You will find wallflowers here at Chartwell in our Herbaceous Border as Spring bedding…
…in the borders of Lady Churchill’s Rose Garden…
… and in the troughs of the Pink Terrace in the house
The Greek physician Galen believed wallflowers were useful for regulating the menstrual cycle, to relieve pain of childbirth, for liver & kidney problems and to clear cataracts. The plant does in fact contain cardiac glycosides called cheiranthosides, similar to digitalis, which can have pretty intense effects on the body. They could be potentially curative presuming of course the toxicity didn’t kill the user first! Its modern use as a herbal remedy is rare though, due to this toxic dangerousness.
Drawing of a Wallflower from 1856
(courtesy of Natural History Society of Northumbria)

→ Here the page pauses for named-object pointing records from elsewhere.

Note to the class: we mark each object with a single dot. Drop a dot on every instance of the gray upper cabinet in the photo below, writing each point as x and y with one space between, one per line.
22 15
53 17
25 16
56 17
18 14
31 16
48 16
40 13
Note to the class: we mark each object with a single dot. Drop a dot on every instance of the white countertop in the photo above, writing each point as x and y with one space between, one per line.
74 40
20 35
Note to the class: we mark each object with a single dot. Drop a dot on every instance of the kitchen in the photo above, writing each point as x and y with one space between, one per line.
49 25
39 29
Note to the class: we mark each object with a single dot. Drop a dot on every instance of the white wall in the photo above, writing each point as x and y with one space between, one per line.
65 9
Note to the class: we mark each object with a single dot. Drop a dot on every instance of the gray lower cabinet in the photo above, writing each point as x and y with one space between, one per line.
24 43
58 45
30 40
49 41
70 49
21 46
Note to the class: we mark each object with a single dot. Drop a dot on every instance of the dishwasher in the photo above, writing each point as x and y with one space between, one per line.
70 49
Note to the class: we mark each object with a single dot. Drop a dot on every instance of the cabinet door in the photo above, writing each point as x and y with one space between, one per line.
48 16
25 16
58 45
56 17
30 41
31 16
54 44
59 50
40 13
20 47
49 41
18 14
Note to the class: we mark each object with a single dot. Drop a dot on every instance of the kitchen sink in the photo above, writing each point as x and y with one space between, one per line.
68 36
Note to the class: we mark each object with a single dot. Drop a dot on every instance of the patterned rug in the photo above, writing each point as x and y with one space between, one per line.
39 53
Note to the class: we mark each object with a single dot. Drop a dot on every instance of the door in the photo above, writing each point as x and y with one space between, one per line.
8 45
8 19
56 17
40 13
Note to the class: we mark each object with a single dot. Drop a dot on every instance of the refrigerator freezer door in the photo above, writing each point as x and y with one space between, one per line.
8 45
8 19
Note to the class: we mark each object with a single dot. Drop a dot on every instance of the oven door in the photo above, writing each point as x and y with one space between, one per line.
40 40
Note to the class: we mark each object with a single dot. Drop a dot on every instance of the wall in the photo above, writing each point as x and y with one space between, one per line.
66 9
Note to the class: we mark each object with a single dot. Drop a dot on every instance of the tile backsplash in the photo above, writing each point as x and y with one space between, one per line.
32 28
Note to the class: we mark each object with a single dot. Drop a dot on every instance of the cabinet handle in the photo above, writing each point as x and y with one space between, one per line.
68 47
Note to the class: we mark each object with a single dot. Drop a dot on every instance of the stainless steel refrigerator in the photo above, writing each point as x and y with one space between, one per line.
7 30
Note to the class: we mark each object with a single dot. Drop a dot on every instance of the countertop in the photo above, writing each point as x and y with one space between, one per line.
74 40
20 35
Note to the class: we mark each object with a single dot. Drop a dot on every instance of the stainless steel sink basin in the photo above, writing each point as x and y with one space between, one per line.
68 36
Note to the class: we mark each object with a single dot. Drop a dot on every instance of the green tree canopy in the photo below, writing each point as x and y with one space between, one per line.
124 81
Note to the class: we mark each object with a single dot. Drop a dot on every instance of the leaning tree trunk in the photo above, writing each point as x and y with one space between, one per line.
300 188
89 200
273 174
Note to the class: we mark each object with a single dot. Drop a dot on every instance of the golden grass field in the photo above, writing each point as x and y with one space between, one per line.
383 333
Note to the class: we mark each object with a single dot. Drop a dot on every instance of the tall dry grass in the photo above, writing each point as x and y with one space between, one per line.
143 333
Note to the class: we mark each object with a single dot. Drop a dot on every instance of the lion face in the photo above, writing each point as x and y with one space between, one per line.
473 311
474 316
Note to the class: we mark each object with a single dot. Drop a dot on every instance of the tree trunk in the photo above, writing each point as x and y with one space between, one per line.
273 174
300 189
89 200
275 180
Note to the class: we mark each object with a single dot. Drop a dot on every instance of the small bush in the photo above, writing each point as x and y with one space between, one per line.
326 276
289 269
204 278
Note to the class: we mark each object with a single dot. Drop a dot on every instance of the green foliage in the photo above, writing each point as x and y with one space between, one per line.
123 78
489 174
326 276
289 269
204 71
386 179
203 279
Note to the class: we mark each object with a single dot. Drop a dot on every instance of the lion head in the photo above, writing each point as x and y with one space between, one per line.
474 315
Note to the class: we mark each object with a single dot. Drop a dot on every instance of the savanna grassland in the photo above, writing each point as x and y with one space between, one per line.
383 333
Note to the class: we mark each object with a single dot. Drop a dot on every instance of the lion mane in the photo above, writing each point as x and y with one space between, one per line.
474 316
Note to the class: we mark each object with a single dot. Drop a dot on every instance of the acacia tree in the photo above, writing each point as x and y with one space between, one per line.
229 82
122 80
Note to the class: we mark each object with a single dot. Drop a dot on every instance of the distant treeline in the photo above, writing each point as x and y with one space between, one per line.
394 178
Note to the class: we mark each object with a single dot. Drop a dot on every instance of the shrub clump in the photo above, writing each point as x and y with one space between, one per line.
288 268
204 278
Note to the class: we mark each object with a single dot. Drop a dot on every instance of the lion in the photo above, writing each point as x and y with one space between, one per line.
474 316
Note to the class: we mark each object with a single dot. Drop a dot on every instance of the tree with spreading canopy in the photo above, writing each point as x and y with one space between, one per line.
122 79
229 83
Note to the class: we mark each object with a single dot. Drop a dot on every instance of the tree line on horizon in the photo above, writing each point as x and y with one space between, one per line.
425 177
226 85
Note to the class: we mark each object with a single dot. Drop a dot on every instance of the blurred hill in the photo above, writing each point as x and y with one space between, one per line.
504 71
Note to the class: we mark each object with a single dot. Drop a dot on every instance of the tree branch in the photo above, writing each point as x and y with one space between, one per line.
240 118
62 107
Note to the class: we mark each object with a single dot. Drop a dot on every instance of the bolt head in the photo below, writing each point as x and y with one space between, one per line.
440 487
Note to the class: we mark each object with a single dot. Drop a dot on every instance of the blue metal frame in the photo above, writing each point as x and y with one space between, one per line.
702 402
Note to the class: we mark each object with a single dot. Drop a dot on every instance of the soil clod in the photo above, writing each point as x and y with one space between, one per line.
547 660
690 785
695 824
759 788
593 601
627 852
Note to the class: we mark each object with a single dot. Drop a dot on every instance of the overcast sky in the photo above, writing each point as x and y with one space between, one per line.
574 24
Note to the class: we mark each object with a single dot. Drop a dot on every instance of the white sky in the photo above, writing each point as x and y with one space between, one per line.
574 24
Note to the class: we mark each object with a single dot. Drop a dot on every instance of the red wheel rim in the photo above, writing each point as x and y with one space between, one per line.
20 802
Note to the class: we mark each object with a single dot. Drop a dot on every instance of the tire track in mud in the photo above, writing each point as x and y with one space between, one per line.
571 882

The wallflower has also long been a symbol of doomed lovers. Legend has it that Elizabeth, the daughter of the Earl of March in 14th Century Scotland, dropped a wallflower from her father’s castle window as a signal to her lover that she was willing to elope with the son of King Robert III, her father’s foe. Her father, angered by her choice of lover, imprisoned her in Neidpath Castle. The prince, disguised as a minstrel, then waited near the castle wall for his beloved’s signa, when to his delight the flower fell nearby. However, Elizabeth, while attempting to climb down from the castle, fell to her death. The young prince then left Scotland, grief-stricken, roaming throughout Europe, but always keeping a sprig of wallflower in his cap.
Here is our nursery bed at the end of last year, complete with four rows of wallflowers
And here is that bed today with most of the wallflowers removed and used around the gardens as bedding
We also keep some wallflowers in our raised nursery beds behind the greenhouses for use as picking for cut flowers
If you pay us a visit here in Churchill’s gardens any time soon you can still catch our wallflowers before they go over and are replaced with Summer bedding. And don’t forget it will soon be time for the whole cycle to begin again so why try some for yourself?